Tim Lineberger, spokesperson for the Recall George Gascón campaign, said attitudes have changed since the election.

“There was a big appetite for reform and equal treatment under the law and everybody was on board for that. That’s what Gascón sold. But then he got into office and we found out he was soft-pedaling crime,” Lineberger told Newsweek.

Lineberger said that 3.6 million petitions were recently mailed out to registered voters in L.A. County and he hoped that would help ensure the recall ballot happens.

One poll in March showed that Gascón could be expected to lose a recall vote. Some 98 percent of the members of The Association for Los Angeles Deputy Sheriffs voted in favor of recalling Gascón. Lineberger noted that 34 cities in L.A. County had taken votes of no-confidence in the D.A. to enforce the law.

“For local city council members to take a stand is pretty unprecedented and it sends a pretty loud message about what George Gascón is doing given that they’re Democrat cities,” he said.

Uncertainty among Democratic voters over rising rates of crime and homelessness is creating opportunities for relatively moderate Democratic candidates more broadly, UC Berkeley’s Eric Schickler told Newsweek after San Francisco’s D.A. was recalled.

“San Francisco didn’t reject reform. It rejected the @GeorgeGascon/@chesaboudin approach on criminal justice reform,” Siddall tweeted.

As the recall petition against Gascón has grown, he has changed tack, saying that tougher measures might be necessary in some circumstances. In February, he said, in documents addressed to deputy district attorneys and others in his office, that he thought some of his policies might have been too rigid “after listening to the community, victims and colleagues.”

Krinsky said Gascón had always been expected to ruffle feathers.

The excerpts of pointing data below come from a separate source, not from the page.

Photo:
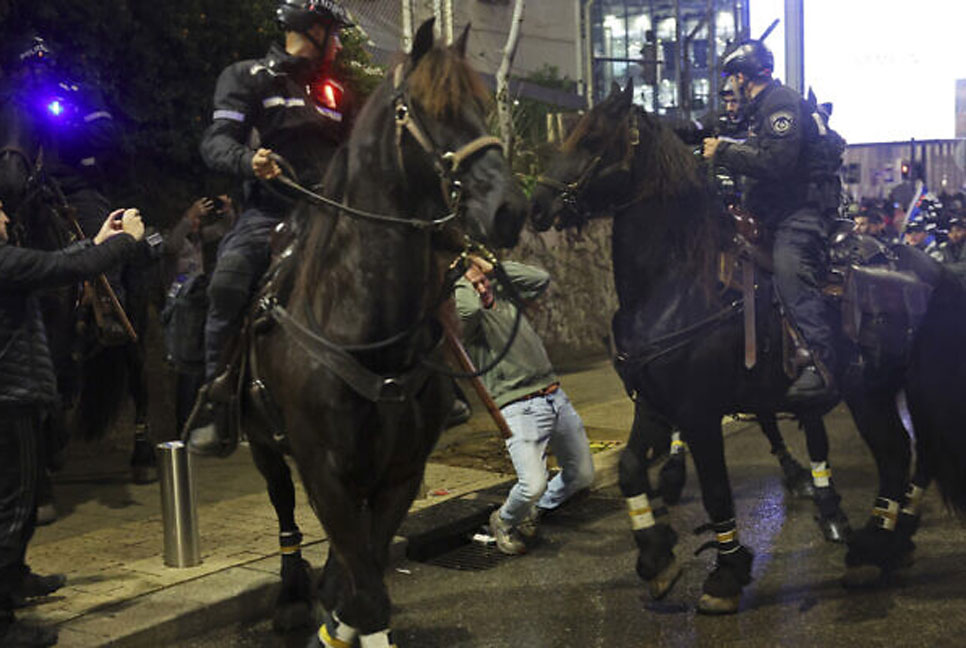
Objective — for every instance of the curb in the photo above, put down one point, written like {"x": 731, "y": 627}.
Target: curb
{"x": 247, "y": 592}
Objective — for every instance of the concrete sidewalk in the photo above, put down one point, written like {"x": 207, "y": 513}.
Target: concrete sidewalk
{"x": 109, "y": 538}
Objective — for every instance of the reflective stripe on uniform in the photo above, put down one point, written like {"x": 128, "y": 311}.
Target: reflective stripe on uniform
{"x": 99, "y": 114}
{"x": 234, "y": 115}
{"x": 334, "y": 115}
{"x": 292, "y": 102}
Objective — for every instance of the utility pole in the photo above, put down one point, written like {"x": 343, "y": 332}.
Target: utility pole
{"x": 795, "y": 46}
{"x": 407, "y": 25}
{"x": 503, "y": 78}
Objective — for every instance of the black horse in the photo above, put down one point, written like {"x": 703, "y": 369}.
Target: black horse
{"x": 348, "y": 360}
{"x": 680, "y": 343}
{"x": 89, "y": 376}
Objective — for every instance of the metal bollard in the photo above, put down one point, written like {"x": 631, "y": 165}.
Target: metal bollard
{"x": 178, "y": 510}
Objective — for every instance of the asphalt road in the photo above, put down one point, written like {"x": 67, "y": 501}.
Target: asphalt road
{"x": 578, "y": 586}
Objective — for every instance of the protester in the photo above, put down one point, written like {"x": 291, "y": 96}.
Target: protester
{"x": 28, "y": 392}
{"x": 190, "y": 249}
{"x": 523, "y": 384}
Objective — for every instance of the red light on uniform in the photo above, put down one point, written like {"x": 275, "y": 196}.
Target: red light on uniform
{"x": 328, "y": 93}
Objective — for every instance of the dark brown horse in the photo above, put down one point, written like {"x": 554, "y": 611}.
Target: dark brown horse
{"x": 349, "y": 360}
{"x": 680, "y": 347}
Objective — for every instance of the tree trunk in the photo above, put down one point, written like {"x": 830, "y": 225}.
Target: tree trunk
{"x": 503, "y": 78}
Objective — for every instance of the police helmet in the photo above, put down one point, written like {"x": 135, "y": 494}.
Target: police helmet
{"x": 728, "y": 89}
{"x": 300, "y": 15}
{"x": 751, "y": 58}
{"x": 29, "y": 51}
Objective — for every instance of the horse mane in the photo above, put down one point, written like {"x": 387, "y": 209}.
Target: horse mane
{"x": 688, "y": 230}
{"x": 443, "y": 82}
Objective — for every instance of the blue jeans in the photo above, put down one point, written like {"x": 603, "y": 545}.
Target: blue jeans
{"x": 536, "y": 424}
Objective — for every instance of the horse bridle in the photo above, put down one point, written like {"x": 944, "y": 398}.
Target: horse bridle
{"x": 572, "y": 193}
{"x": 448, "y": 167}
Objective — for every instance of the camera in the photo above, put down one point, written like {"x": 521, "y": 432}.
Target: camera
{"x": 220, "y": 203}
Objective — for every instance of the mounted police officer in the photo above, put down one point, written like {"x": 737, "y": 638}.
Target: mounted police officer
{"x": 276, "y": 100}
{"x": 792, "y": 188}
{"x": 79, "y": 133}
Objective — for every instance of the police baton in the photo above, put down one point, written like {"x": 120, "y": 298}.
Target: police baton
{"x": 451, "y": 335}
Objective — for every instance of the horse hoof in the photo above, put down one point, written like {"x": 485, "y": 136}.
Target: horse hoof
{"x": 835, "y": 529}
{"x": 144, "y": 474}
{"x": 292, "y": 616}
{"x": 46, "y": 514}
{"x": 801, "y": 488}
{"x": 863, "y": 576}
{"x": 660, "y": 585}
{"x": 708, "y": 604}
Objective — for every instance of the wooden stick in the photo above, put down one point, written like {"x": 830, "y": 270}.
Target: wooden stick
{"x": 466, "y": 364}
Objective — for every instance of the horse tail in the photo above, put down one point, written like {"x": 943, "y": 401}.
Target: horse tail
{"x": 103, "y": 390}
{"x": 935, "y": 386}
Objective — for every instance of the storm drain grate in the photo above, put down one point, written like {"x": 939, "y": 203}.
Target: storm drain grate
{"x": 471, "y": 556}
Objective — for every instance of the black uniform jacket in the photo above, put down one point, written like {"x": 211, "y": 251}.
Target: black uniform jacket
{"x": 271, "y": 98}
{"x": 26, "y": 369}
{"x": 772, "y": 158}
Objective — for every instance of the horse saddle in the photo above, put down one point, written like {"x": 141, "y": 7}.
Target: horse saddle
{"x": 882, "y": 300}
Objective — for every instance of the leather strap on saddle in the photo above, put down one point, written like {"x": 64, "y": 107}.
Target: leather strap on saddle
{"x": 748, "y": 296}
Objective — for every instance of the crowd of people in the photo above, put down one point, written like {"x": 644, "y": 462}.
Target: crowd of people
{"x": 934, "y": 224}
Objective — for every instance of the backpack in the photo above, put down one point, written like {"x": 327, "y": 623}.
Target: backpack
{"x": 824, "y": 149}
{"x": 183, "y": 321}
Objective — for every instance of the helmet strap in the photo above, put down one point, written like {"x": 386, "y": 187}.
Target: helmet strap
{"x": 325, "y": 40}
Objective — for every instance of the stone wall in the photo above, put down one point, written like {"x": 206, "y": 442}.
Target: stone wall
{"x": 574, "y": 316}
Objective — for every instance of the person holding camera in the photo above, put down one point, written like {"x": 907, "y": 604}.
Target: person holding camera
{"x": 271, "y": 96}
{"x": 28, "y": 392}
{"x": 189, "y": 252}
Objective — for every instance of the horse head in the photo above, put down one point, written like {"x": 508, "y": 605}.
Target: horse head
{"x": 593, "y": 167}
{"x": 439, "y": 156}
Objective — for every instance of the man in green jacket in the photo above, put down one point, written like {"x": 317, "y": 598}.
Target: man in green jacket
{"x": 523, "y": 384}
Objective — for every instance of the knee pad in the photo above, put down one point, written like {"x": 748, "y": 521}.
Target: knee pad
{"x": 230, "y": 285}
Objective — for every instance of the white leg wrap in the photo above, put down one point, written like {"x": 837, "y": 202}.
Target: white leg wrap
{"x": 821, "y": 474}
{"x": 913, "y": 503}
{"x": 886, "y": 511}
{"x": 677, "y": 445}
{"x": 381, "y": 639}
{"x": 337, "y": 634}
{"x": 639, "y": 508}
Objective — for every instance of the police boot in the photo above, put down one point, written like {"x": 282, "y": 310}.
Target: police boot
{"x": 209, "y": 427}
{"x": 811, "y": 387}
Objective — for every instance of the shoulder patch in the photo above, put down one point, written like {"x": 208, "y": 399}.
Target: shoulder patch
{"x": 781, "y": 122}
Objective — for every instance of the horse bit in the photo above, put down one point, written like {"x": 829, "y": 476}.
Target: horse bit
{"x": 571, "y": 193}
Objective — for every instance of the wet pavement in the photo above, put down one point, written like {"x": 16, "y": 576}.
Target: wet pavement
{"x": 578, "y": 586}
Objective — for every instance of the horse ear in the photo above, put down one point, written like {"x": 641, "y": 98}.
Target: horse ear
{"x": 460, "y": 45}
{"x": 423, "y": 42}
{"x": 628, "y": 97}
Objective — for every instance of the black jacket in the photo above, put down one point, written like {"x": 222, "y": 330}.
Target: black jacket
{"x": 26, "y": 370}
{"x": 81, "y": 142}
{"x": 773, "y": 156}
{"x": 270, "y": 98}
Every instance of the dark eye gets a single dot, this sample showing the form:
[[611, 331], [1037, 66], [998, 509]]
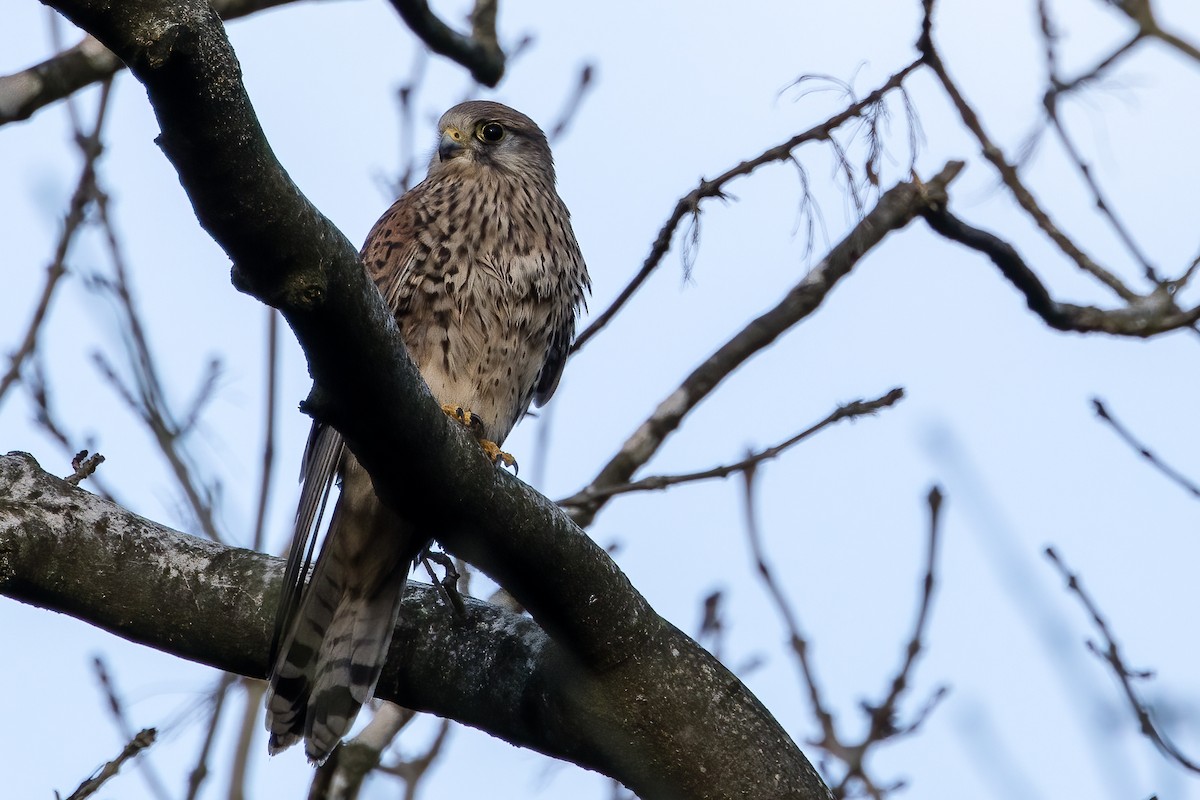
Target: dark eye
[[491, 132]]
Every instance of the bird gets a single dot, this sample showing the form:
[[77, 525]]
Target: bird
[[483, 271]]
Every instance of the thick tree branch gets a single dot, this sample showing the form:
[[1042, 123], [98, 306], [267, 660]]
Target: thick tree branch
[[70, 551], [23, 94], [661, 714]]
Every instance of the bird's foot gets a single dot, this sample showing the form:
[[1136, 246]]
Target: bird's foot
[[471, 420], [498, 456], [475, 425]]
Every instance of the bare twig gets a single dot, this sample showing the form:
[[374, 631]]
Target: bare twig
[[1008, 173], [84, 465], [341, 776], [847, 411], [414, 769], [1144, 316], [117, 708], [480, 52], [1144, 451], [1143, 14], [689, 204], [264, 486], [571, 107], [90, 148], [894, 210], [797, 641], [23, 94], [137, 744], [882, 716], [1050, 102], [246, 729], [1111, 654], [201, 771], [147, 397]]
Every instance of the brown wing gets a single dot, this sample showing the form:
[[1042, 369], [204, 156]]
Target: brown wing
[[388, 256]]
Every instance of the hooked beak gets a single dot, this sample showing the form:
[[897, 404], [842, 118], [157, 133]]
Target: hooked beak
[[451, 144]]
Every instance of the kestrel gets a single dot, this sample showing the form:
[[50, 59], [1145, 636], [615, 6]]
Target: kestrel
[[483, 271]]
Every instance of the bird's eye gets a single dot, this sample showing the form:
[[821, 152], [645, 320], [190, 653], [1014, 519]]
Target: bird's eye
[[491, 132]]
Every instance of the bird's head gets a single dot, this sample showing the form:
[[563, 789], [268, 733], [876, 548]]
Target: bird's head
[[481, 134]]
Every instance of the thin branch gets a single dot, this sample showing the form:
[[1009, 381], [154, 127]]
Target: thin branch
[[882, 717], [1143, 14], [90, 148], [797, 641], [689, 204], [414, 769], [1144, 451], [1050, 102], [1144, 317], [24, 92], [84, 465], [1111, 654], [137, 744], [342, 775], [894, 209], [573, 104], [480, 52], [246, 729], [201, 771], [117, 708], [271, 401], [147, 397], [847, 411], [1008, 173]]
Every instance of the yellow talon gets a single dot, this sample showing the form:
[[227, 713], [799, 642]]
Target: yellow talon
[[497, 455], [475, 425], [466, 416]]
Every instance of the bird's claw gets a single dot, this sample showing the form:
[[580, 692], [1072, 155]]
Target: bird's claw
[[475, 425], [471, 420], [498, 456]]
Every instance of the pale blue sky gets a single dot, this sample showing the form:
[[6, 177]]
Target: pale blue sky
[[997, 409]]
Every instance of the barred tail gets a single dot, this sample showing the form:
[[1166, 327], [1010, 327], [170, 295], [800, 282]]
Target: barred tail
[[337, 643]]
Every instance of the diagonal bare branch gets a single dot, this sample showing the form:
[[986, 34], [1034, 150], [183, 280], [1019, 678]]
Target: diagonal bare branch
[[689, 204], [895, 209], [1111, 654]]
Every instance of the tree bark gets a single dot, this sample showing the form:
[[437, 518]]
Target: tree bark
[[606, 683]]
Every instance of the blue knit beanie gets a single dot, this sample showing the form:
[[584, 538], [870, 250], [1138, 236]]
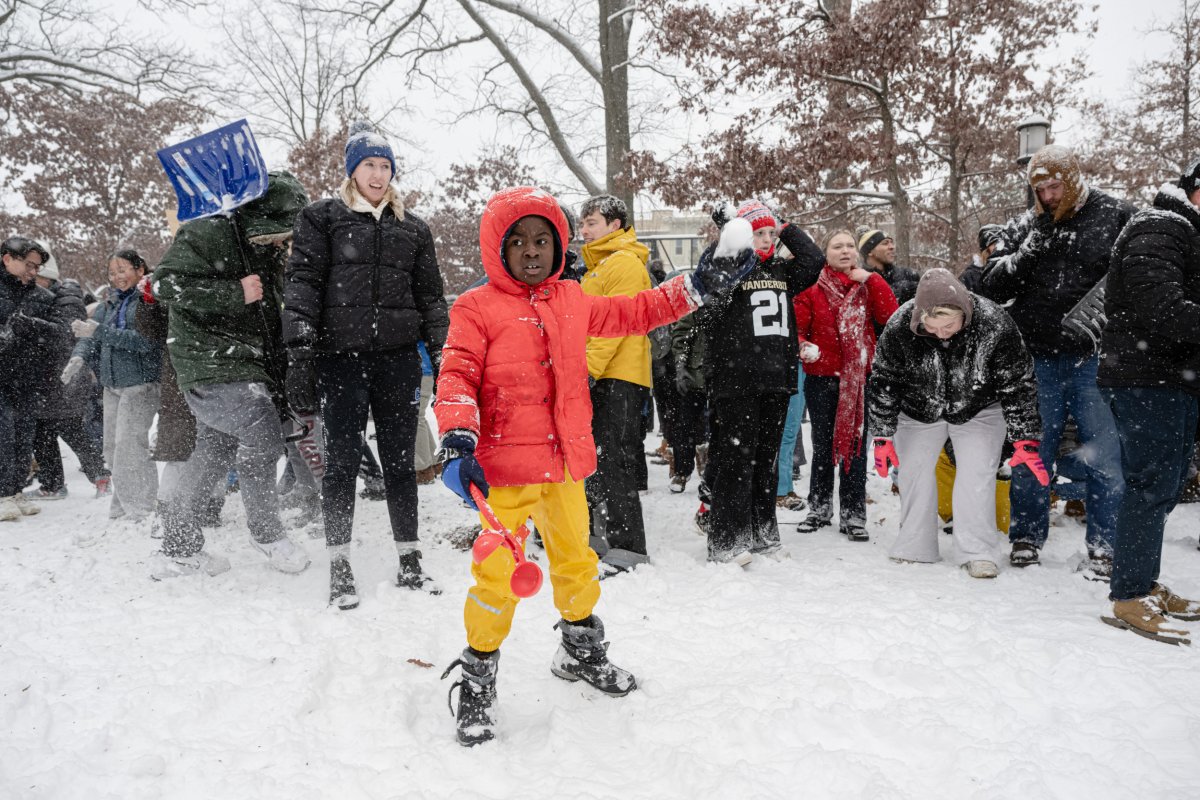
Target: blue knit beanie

“He’s not locked into a view. He’s willing to re-think it, but sadly there are a lot of forces that are tethered to the status quo,” she said.

Gascón’s critics dismiss the shift as no more than an attempt to reduce his unpopularity. Rivas is not convinced and doubts the relatives of other victims are, either.

The anger cuts across party lines, Hatami said.

“The group I hang out with—they’re against him and they’re all Democrats,” he said. “We need to look beyond politics and see what’s best for our community and when it comes to public safety, it’s not a political issue, it’s a human rights issue.”